Furthermore, via its market surveillance, SGX RegCo noted that a small group of market participants accounted for a significant portion of the total volume of China Haida shares traded during the same period.

On Jan 13, less than a week after SGX issued its warning, the company withdrew its planned rights issue, as it was not given the go-ahead by the exchange. 

The rights issue was first mooted back in June 2019. Under an eight-for-one rights issue, China Haida wanted to raise around $4.1 million by issuing around two billion new shares at 0.2 cent each.

A group of existing shareholders holding 46.7% of the company, including CEO Xu, would not be taking up their entitlements due to “regulatory and other constraints”. Instead they were to renounce their rights shares to one Sean Chong Soo Hoon, managing director of Anda Capital Solutions. 

On Dec 17, China Haida said that the rights issue has been revised to seven-for-one instead of eight-for-one. The rights price of 0.2 cents remains. 

A week after SGX blocked the rights issue, Guo Yun, an executive director of China Haida quit, citing “health issue”.

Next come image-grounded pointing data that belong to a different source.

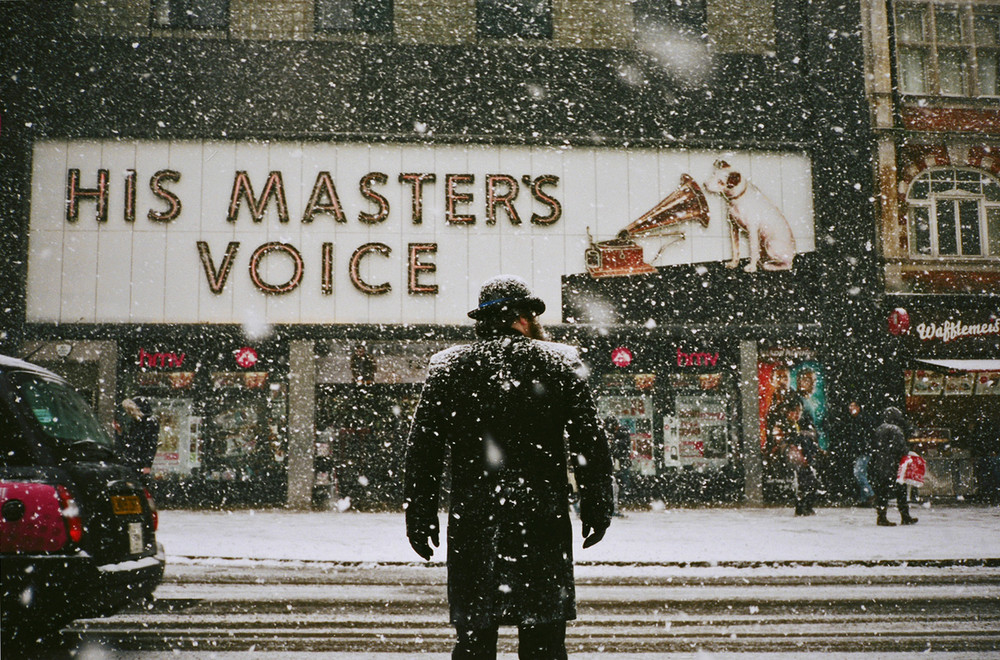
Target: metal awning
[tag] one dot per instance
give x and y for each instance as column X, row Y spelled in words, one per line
column 965, row 365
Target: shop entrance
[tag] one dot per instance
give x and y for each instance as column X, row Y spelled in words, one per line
column 361, row 442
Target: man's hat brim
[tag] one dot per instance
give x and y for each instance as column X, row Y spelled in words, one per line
column 491, row 307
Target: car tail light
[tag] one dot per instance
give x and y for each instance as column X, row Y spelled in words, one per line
column 152, row 509
column 71, row 514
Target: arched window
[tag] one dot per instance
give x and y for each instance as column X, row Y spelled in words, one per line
column 954, row 212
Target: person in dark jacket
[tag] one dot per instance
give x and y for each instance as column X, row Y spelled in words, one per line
column 888, row 448
column 621, row 458
column 141, row 436
column 796, row 435
column 503, row 407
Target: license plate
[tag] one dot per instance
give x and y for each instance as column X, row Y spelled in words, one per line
column 135, row 544
column 125, row 505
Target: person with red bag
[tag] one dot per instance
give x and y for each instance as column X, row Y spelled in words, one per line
column 889, row 447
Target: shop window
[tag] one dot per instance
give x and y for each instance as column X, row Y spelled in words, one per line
column 948, row 49
column 954, row 213
column 371, row 16
column 514, row 19
column 191, row 14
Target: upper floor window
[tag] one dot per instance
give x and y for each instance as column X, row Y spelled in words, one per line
column 191, row 14
column 519, row 19
column 354, row 15
column 948, row 49
column 954, row 213
column 688, row 17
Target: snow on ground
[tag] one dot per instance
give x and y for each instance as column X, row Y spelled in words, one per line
column 710, row 535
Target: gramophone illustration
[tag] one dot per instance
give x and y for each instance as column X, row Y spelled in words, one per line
column 622, row 256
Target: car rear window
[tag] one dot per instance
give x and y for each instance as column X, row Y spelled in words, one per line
column 61, row 412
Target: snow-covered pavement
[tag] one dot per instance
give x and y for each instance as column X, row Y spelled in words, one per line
column 665, row 536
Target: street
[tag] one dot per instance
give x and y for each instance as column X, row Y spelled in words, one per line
column 352, row 611
column 680, row 583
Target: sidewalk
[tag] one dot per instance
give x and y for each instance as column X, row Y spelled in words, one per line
column 670, row 537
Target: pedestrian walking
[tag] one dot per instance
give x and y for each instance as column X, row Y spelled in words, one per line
column 856, row 435
column 889, row 446
column 139, row 439
column 502, row 407
column 797, row 438
column 621, row 459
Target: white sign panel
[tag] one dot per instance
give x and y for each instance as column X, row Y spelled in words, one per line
column 305, row 232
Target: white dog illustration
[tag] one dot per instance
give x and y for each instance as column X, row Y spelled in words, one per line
column 751, row 211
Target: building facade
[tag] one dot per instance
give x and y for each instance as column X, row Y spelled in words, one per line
column 266, row 216
column 933, row 79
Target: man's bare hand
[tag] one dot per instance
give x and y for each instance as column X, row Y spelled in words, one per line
column 592, row 537
column 419, row 542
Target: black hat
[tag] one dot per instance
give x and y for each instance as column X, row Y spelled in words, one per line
column 505, row 292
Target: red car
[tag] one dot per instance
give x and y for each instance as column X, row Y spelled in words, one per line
column 77, row 528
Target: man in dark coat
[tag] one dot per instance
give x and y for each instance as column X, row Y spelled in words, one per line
column 889, row 446
column 503, row 407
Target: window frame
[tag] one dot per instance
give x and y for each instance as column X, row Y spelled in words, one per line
column 933, row 52
column 927, row 208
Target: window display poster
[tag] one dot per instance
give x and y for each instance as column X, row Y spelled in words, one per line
column 177, row 449
column 778, row 380
column 927, row 383
column 988, row 382
column 701, row 428
column 959, row 384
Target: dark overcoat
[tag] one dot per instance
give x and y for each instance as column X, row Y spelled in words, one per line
column 504, row 408
column 889, row 446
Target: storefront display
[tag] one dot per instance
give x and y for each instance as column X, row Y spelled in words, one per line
column 950, row 373
column 635, row 413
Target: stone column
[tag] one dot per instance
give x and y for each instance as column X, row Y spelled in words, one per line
column 301, row 423
column 753, row 459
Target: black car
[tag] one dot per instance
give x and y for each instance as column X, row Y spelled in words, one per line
column 77, row 528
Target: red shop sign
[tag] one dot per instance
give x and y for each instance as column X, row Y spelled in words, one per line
column 246, row 357
column 621, row 357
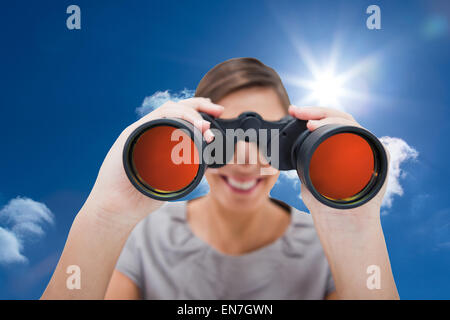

On Aug 8 2019, the company reported 1HFY2019 losses of RMB901,000, down from RMB9.4 million in the year earlier period. Revenue dropped by 4% y-o-y to RMB96.7 million.

Due to the Covid-19 outbreak, companies with significant operations in China have been granted extensions to report their results for the period ended Dec 31 2019. On April 3, the company said it plans to report no later than May 31 2020.